Art forms are a sign of the emergence of symbolic thinking and, in this way, art represents a fundamental threshold in the evolution of humankind. It is what makes us human.
Scientists have found evidence of cave paintings, sculpted figures, decorated bone tools and jewellery. Paintings in caves like Chauvet, Altamira and Lascaux go back to the Upper Palaeolithic period between 40,000 and 10,000 years ago. Researchers have concluded that these artefacts must have been created by modern humans (Homo Sapiens) who were spreading all over Europe after their arrival from Africa.
In 2018 there was a claim of the oldest human-made cave painting discovered in Blombos cave in South Africa. The art work is dated to 73,000 years ago, significantly older than any other previous findings. Meanwhile an international team of researchers from the Max Planck Institute for Evolutionary Anthropology in Leipzig, Germany, in cooperation with Southampton University in the UK, has been examining some of the cave art in Spain using uranium-thorium dating. They have confirmed that the art works in the caves they were studying are actually older than we had believed so far.
“Our dating results show that the cave art at these three sites in Spain is much older than previously thought”, says team member Alistair Pike from the University of Southampton. “With an age in excess of 64,000 years it predates the earliest traces of modern humans in Europe by more than 20,000 years.
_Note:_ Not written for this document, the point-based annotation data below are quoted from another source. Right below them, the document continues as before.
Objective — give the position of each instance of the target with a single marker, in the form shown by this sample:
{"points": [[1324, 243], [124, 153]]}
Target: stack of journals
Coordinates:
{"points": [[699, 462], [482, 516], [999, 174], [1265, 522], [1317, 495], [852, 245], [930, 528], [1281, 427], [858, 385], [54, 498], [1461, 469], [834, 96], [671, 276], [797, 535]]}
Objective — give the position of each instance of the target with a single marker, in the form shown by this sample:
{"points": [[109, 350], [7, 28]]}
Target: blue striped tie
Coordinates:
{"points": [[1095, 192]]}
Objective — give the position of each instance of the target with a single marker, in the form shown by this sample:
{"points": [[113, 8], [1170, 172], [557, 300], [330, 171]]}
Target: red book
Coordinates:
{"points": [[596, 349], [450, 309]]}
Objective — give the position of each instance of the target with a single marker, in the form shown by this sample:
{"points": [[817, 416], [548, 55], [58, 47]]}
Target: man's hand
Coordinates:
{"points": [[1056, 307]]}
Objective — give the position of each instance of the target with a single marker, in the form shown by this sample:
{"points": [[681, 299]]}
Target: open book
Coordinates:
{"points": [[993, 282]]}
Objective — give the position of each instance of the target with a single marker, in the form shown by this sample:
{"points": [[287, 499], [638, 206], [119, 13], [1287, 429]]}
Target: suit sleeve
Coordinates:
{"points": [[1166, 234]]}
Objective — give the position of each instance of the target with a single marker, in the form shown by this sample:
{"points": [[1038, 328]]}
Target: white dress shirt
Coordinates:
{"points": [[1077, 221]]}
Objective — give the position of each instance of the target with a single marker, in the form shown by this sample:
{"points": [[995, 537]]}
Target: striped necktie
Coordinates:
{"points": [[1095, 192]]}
The cave art must thus have been created by Neanderthals.”
“According to our new data Neanderthals and modern humans shared symbolic thinking and must have been cognitively indistinguishable”, concludes João Zilhão from the Catalan Institution for Research and Advanced Studies in Barcelona. “On our search for the origins of language and advanced human cognition we must therefore look much farther back in time, more than half a million years ago, to the common ancestor of Neanderthals and modern humans.”
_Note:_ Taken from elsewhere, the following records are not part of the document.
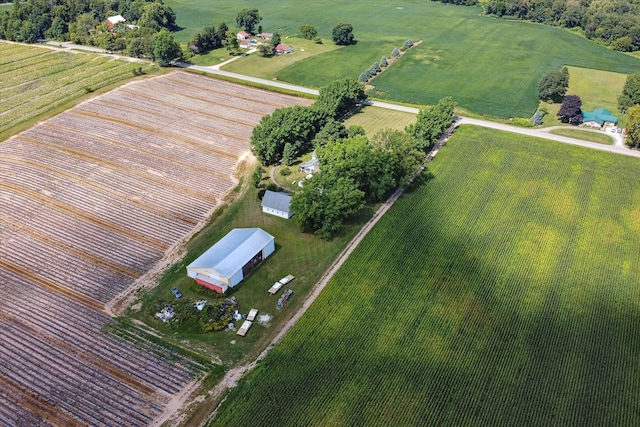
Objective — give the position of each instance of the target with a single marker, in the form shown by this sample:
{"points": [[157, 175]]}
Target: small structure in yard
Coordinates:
{"points": [[232, 258], [285, 296], [282, 49], [312, 165], [112, 21], [276, 203], [244, 328], [598, 118]]}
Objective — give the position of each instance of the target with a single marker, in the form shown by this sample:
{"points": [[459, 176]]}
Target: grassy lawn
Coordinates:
{"points": [[601, 137], [269, 68], [597, 89], [490, 66], [501, 292], [374, 119], [303, 255]]}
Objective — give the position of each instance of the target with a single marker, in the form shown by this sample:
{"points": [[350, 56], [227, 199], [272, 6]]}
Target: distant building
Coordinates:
{"points": [[312, 165], [113, 20], [283, 49], [598, 118], [277, 204], [232, 258]]}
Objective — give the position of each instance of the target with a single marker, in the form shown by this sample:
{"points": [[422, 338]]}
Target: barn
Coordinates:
{"points": [[232, 258], [277, 204]]}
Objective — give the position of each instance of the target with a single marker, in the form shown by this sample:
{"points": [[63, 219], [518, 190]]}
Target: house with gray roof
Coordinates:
{"points": [[277, 204]]}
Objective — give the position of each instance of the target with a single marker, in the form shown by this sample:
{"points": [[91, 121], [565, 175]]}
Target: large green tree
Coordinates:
{"points": [[340, 96], [308, 31], [355, 158], [630, 93], [431, 123], [633, 126], [343, 35], [553, 85], [325, 201], [571, 110], [248, 18]]}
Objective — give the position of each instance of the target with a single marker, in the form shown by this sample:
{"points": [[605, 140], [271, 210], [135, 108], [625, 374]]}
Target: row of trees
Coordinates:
{"points": [[294, 128], [629, 102], [613, 22]]}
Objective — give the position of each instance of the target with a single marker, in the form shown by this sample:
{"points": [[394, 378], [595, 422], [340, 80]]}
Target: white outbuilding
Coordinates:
{"points": [[232, 258], [277, 204]]}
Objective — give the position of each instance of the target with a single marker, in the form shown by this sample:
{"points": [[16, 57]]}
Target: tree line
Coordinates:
{"points": [[615, 23]]}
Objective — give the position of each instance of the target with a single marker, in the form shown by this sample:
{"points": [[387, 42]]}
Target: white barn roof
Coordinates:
{"points": [[233, 251], [275, 200]]}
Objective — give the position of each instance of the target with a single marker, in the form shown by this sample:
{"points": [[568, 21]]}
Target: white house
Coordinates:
{"points": [[232, 258], [277, 204], [311, 166]]}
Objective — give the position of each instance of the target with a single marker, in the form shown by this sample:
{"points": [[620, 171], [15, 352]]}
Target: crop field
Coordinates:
{"points": [[34, 80], [91, 199], [489, 66], [503, 291]]}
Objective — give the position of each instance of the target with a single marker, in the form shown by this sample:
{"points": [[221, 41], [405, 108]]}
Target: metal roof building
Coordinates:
{"points": [[277, 204], [232, 258]]}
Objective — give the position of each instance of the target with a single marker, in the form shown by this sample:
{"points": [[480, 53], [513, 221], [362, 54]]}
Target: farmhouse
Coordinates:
{"points": [[113, 20], [277, 204], [282, 48], [312, 165], [598, 118], [232, 258]]}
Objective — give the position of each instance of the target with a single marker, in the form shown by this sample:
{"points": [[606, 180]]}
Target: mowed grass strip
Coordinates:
{"points": [[601, 137], [596, 88], [375, 119], [490, 66], [37, 80], [501, 292]]}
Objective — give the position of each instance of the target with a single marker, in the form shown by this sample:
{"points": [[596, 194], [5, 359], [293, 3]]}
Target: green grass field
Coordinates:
{"points": [[597, 89], [501, 292], [374, 119], [35, 81], [601, 137], [304, 255], [489, 66]]}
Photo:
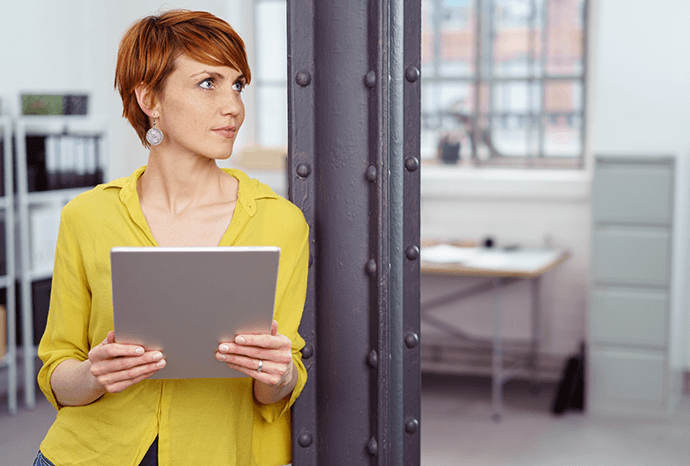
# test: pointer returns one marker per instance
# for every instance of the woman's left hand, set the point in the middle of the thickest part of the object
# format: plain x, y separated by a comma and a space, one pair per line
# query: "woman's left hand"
266, 358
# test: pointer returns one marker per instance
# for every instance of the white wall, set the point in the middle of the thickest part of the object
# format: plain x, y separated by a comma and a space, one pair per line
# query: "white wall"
71, 45
638, 102
58, 46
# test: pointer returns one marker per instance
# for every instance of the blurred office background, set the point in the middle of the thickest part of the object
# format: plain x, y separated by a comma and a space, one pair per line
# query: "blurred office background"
519, 97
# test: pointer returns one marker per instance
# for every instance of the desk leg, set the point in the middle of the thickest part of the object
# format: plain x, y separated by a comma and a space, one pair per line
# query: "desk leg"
536, 331
497, 355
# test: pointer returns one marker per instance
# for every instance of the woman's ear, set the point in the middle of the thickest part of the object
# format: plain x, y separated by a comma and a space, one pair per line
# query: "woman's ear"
146, 100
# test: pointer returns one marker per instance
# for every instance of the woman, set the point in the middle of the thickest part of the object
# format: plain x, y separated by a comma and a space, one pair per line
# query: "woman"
180, 76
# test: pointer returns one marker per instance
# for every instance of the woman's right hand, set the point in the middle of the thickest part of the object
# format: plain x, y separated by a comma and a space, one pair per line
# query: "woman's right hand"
119, 366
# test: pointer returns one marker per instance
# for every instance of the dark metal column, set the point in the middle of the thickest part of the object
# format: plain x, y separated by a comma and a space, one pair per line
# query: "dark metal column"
353, 161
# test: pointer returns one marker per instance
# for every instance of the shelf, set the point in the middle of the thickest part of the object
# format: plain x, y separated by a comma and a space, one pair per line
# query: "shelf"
41, 274
57, 196
59, 124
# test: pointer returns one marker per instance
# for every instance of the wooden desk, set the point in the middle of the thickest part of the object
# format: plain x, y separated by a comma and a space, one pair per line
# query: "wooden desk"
500, 267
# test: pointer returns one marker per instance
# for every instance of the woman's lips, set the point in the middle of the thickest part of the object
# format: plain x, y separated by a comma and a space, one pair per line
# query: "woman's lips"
226, 131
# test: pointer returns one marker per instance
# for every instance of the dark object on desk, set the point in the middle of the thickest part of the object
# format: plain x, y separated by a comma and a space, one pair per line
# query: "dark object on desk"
571, 390
49, 104
450, 151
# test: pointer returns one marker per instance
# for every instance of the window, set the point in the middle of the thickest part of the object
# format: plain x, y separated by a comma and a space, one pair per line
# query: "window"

Interestingly, in 2014 the scientific journal Nature published a paper reporting on fossil freshwater shell findings from Java, Indonesia. In the collection they found evidence for freshwater shellfish consumption by hominins, one unambiguous shell tool, and a shell with a geometric engraving. Data indicate that the engraving was made by Homo erectus, and that it is considerably older than the oldest geometric engravings found so far. Now we are looking back half a million years. They don’t know what the purpose of the engraving was, but the evidence of a geometric art representation is there. Homo erectus (meaning ‘upright man’) is a species of archaic human, with the earliest fossil evidence dating to 1.8 million years ago. Homo erectus is the immediate predecessor of Neanderthal man.
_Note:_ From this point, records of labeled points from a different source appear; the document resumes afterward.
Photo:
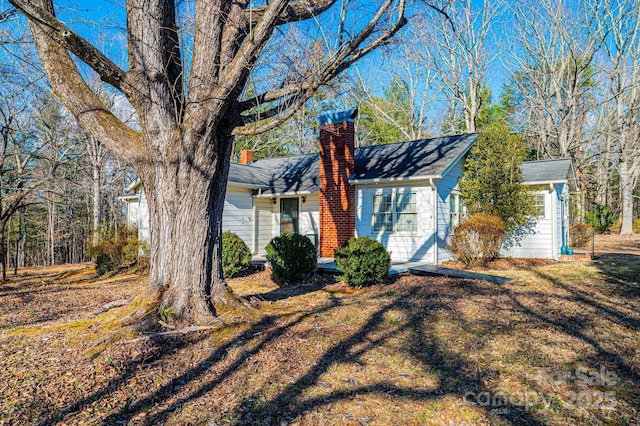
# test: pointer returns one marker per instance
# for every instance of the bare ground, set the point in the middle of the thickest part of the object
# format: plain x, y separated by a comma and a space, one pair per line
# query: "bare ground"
556, 345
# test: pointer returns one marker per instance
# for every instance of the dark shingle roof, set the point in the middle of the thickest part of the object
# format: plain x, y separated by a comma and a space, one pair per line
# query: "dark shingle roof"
290, 174
421, 158
546, 171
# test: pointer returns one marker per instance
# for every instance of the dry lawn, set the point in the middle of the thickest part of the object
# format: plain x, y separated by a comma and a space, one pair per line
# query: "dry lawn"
556, 345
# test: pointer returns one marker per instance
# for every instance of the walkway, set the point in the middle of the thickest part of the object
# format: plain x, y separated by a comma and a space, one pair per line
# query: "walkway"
430, 270
327, 264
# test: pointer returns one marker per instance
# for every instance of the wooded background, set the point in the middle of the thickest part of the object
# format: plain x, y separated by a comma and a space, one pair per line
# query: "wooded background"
563, 73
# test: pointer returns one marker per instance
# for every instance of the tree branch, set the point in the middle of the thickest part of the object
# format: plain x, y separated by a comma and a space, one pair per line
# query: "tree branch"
77, 96
295, 11
347, 54
61, 34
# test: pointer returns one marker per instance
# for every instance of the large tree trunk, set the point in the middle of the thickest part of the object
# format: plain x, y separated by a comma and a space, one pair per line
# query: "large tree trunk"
185, 197
626, 195
3, 250
96, 181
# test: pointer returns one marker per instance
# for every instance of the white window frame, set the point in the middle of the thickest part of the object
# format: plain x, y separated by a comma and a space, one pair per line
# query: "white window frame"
395, 196
456, 217
540, 207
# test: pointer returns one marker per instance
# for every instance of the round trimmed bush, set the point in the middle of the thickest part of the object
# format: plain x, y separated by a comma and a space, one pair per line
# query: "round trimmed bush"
477, 240
363, 261
236, 256
580, 234
291, 256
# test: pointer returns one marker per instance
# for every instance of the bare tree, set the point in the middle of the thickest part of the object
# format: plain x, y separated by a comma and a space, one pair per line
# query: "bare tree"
551, 61
457, 49
622, 127
406, 109
190, 114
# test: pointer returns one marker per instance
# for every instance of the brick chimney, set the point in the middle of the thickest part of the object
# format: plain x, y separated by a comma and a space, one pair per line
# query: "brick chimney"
246, 156
337, 164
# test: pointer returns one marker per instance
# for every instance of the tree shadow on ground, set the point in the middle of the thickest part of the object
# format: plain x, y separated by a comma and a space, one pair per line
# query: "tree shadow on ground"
424, 306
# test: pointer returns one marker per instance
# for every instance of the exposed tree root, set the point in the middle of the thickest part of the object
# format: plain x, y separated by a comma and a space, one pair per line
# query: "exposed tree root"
145, 315
111, 305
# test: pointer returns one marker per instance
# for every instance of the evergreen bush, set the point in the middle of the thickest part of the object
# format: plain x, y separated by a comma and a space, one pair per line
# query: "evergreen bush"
291, 256
115, 249
477, 240
236, 256
579, 234
363, 261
So now we are looking deep into the past, but we don’t see the real depth yet. There is not enough physical evidence. But what we do know is that the emergence of art and religion is fundamental for the development of humankind. Cave art is generally considered to have a symbolic and religious function. Some experts think that cave art may have been used alongside the shamanic practices of entering a trance state and sending the soul of the shaman into the otherworld to make contact with spirits. By understanding that human activities are thousands of years older than we believed until now we could re-examine with new eyes myths and stories of past civilizations and traditions.
Today we are very much obsessed with the idea of progress and evolution. But let’s just pause for a minute and consider whether truly developed and civilized human beings would destroy the environment they live in, poison themselves and treat animals so cruelly? Maybe progress has not been as fast as we would like to believe.